A氏『いつも通りに空を見上げていたんだ。はぐれのワイバーンが居たら退治しなきゃならんからなあ。ああ、それと霧の兆候もしっかり監視してたよ? なにせ、この国境の先はあの国(・・・)だからね。恐ろしくって……。そしたらまあ、なんちゅうことだろうかね。道の先に大きな影が見えたんだ。冒険者連中かとも思ったんだが、国境の先は霧に沈んだハインセルだろ? 連中が無茶を生業にしているのは知っちゃあいるが、いくらなんでもそりゃ無いだろうと目をこすったら仰天! オークやらミノタウロスに体が崩れた大虎まで、化け物がよりどりみどりだ! おら、もう慌てに慌てて急いで詰め所へ帰ったよ』

記者『それはそれは。大変でしたね。その時に霧の探知機(ミストベル)に反応はありましたか?』

A氏『どうだったかなあ、あんまり驚いたもんだから……覚えてねえやな。
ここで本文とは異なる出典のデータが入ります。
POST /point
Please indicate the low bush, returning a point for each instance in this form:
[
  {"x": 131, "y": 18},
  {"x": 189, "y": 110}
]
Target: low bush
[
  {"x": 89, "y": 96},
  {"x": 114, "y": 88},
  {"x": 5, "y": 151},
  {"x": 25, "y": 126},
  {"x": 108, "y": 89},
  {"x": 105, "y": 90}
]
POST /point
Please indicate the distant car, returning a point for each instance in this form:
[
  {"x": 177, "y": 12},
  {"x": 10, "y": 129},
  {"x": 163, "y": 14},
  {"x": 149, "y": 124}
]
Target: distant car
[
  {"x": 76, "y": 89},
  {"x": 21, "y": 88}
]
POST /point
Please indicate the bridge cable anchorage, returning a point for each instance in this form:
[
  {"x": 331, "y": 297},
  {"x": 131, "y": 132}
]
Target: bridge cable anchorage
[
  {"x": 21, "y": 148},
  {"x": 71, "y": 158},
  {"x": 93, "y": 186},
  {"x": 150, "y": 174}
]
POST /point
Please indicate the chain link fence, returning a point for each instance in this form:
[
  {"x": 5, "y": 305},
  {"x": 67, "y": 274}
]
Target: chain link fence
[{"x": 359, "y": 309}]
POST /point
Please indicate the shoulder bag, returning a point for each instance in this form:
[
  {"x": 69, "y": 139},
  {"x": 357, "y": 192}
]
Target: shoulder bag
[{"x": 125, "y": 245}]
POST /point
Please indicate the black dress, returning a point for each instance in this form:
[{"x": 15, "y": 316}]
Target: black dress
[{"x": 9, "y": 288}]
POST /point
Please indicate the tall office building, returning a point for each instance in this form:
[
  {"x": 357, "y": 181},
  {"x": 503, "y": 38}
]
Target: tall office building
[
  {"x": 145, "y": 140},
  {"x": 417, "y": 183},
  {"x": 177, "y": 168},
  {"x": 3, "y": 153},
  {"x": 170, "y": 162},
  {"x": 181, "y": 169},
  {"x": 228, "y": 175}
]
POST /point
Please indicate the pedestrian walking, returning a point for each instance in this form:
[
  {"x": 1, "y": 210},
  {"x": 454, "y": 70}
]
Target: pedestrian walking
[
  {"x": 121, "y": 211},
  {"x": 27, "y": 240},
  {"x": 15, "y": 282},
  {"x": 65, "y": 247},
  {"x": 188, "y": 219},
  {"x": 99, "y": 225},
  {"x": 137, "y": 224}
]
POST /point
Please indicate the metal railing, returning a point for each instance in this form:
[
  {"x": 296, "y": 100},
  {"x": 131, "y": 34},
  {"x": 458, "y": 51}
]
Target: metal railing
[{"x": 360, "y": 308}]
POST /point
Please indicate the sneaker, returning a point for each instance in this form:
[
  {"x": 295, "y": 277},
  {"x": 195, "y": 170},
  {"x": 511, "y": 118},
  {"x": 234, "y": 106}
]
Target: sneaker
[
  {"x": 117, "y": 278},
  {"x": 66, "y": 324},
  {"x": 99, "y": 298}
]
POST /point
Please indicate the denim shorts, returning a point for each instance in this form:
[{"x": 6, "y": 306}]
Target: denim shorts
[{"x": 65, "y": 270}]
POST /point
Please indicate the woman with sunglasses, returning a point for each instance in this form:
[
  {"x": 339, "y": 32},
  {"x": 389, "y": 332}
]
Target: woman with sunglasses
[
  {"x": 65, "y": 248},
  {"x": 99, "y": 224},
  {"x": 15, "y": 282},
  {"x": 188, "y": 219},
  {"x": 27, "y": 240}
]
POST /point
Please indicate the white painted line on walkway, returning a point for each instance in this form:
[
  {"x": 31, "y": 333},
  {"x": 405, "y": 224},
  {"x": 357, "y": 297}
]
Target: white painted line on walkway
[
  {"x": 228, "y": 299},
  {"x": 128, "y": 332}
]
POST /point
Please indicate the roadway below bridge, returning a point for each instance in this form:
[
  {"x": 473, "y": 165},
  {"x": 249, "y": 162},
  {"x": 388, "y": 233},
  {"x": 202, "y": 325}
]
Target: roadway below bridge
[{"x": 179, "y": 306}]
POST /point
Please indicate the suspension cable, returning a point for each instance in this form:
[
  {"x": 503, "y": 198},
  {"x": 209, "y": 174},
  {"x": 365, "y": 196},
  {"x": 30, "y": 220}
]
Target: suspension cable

すまねえな』


 記者は彼の同僚らにも取材の先を向けたが、得られた証言は同じものだった。

 ハインセルの国境より多くの脅威が現れ、それは現在もなお継続して増え続けている。竜王国は防衛と討伐を目的として軍を向け、隣国であるマールウィンド連邦も応援として騎士団を向けた。過剰とも思われる戦力だが、ハインセルの魔物が外部に現れたのならば当然の措置とも言える。

 また、マールウィンド連邦の冒険者ギルドでは竜王国の応援へと向かう有志を募っている。これらは特例ではあるが討伐依頼として発行をされており、無事に任期を終えた者には通常よりも多額の報酬が支払われる。連絡先は枠外に……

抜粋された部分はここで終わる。